There are Russian anti-mine units combing the place still. Little stalls are set up beside the Citadel [the site of years of fighting as it was surrounded on three sides by the terrorists] selling snacks. People are going up there for walks.
Little children, no more than six or seven, are carrying huge buckets of water nearly as big as themselves back to whatever semi-demolished building their parents are living in.
The people of Aleppo, Homs and Damascus are very friendly. They are of course quite scared by the suicide bombers. 
That is why the rebels are using suicide bombings on the sixth anniversary of their fake revolution.
the People of Syria are particularly annoyed at the BBC which, their fake news editorial line apart, seem to be the official spokespeople for the suicide bombers.
The BBC blamed Assad for not protecting Damascus and allowing the suicide bombers through, instead of blaming the perpetrators and those behind them.
On today, St Patrick’s day, they are particularly annoyed that Ireland is sending suicide bombers like Terry Kelly to Iraq and Syria, and that Ireland is a part of the sanctions policy  which affects little girls in Aleppo carrying big buckets of water and other vulnerable people.
Ireland’s leaders along with America’s will never meet [the Syrians] but will always, it seems punish.
Another interesting feature about Aleppo is the hotel we stayed at, where we were the first customers in five years, are geared up to fight sanctions.
The fridge, the oven and almost all the equipment, including the water purifiers  which are very necessary  and reserve generators were all made in Aleppo, Syria.
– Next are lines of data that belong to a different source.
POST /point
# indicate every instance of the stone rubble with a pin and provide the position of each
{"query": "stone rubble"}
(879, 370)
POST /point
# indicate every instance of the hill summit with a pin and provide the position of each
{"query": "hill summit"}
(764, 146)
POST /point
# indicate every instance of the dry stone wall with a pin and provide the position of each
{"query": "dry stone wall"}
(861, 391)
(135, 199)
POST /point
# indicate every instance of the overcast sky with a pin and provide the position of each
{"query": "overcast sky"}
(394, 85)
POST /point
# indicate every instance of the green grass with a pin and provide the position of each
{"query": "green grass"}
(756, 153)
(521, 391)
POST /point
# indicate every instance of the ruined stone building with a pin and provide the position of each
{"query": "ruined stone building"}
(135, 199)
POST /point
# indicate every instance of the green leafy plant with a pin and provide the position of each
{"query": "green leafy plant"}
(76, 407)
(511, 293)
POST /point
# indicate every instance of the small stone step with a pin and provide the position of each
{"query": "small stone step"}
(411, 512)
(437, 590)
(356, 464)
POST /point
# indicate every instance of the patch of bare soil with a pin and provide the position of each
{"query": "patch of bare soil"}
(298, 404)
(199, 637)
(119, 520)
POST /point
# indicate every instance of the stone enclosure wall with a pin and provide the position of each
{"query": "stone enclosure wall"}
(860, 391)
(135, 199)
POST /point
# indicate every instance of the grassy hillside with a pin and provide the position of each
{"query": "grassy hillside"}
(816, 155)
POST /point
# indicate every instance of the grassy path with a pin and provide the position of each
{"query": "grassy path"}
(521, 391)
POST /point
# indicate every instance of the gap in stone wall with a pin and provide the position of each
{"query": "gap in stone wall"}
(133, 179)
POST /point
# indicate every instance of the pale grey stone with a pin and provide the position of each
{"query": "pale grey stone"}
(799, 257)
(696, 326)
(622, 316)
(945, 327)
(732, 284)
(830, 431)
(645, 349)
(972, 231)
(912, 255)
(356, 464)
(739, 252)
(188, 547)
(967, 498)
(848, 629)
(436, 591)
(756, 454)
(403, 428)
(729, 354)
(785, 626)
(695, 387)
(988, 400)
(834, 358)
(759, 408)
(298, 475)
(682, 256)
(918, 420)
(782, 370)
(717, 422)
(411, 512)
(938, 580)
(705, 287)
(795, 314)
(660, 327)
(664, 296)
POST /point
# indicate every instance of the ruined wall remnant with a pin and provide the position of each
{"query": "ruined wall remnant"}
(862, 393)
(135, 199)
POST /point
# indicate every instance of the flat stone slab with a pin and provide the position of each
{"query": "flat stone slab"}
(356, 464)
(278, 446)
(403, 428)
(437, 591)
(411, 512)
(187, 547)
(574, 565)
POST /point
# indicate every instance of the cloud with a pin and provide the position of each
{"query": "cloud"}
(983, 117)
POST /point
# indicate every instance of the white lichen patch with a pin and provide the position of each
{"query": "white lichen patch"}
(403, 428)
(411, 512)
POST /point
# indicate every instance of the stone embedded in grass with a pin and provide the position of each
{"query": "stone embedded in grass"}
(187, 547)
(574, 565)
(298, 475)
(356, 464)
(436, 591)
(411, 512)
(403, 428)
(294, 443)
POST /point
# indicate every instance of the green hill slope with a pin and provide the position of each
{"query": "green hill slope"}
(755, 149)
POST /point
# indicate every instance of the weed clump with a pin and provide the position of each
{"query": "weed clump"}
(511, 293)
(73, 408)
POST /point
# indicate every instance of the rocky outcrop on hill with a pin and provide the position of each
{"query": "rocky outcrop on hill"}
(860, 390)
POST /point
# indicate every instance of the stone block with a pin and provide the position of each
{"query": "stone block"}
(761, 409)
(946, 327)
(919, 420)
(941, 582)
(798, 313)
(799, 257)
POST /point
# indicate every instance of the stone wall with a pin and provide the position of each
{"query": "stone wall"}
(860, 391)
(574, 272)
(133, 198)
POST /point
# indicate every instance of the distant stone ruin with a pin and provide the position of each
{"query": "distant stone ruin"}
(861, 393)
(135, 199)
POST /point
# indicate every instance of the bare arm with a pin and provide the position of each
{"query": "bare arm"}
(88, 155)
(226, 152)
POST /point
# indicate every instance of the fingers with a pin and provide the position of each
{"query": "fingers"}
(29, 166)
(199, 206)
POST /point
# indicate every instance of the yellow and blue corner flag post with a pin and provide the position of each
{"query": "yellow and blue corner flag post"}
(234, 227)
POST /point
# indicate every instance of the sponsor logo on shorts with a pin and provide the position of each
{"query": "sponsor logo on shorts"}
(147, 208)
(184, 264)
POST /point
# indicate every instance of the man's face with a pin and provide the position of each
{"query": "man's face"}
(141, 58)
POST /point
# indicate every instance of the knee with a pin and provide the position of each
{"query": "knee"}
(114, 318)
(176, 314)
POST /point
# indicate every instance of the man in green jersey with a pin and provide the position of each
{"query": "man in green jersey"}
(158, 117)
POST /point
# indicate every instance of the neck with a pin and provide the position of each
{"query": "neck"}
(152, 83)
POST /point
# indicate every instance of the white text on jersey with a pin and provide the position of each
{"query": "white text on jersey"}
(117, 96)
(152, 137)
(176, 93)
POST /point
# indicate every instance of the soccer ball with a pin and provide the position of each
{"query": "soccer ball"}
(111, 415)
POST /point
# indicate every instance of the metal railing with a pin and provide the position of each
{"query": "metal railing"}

I have not seen one brand-name product here.
I am currently in the old quarter of Damascus in a beautiful Armenian hotel, where the handiwork has to be seen to be believed.
Little, poor Armenia has given more to Syria than the entire European Union.
The old city is full of artisans, spice and perfume sellers, and a large number of other merchants and tradesmen, and female soldiers  all of whom are determined to go on to the end.
On our way to Aleppo, several soldiers at checkpoints told our female guide that they were happy and proud to see a Syrian woman do her job.
The Syrian people are proud of their country and what it stands for, as a bastion of Arab secularism.
Tonight I was with the Grand Mufti of Syria, who along with many other dining companions commented on the Israeli air raid on Palmyra.
He said that the mask is now falling as the rebels lose their enclaves, that the war against Syria has been directed by Israel and the United States, all of whose proxies have failed one after the other.

Dr Hayes and the Grand Mufti of Syria Ahmad Badreddin Hassoun

In the course of our travels we donated some monies ($2,000) to children and various schools — the nicest real children you could imagine, as opposed to Bana the phantom child.
One of our number, Luke Cornish, painted various stencilled murals for them of famous Latin American cartoons like Dora the Explorer, and the kids loved it.
If you tour the schools of Aleppo and the bombed-out and devastated areas of east Aleppo, you will see Dora in the unlikeliest of places where Aleppo’s children are now viewing them.
The message from Syria and Aleppo is therefore quite simple: No matter what the cost, in human or property terms, the Syrian people will prevail.
We for our part will be returning to Syria for Halloween and the 100th anniversary of the Balfour declaration on November the 2nd. 
We will also be returning for Christmas to help Santa, and for the next St Patrick’s Day, and again and again until America stops her proxies destroying this and other countries.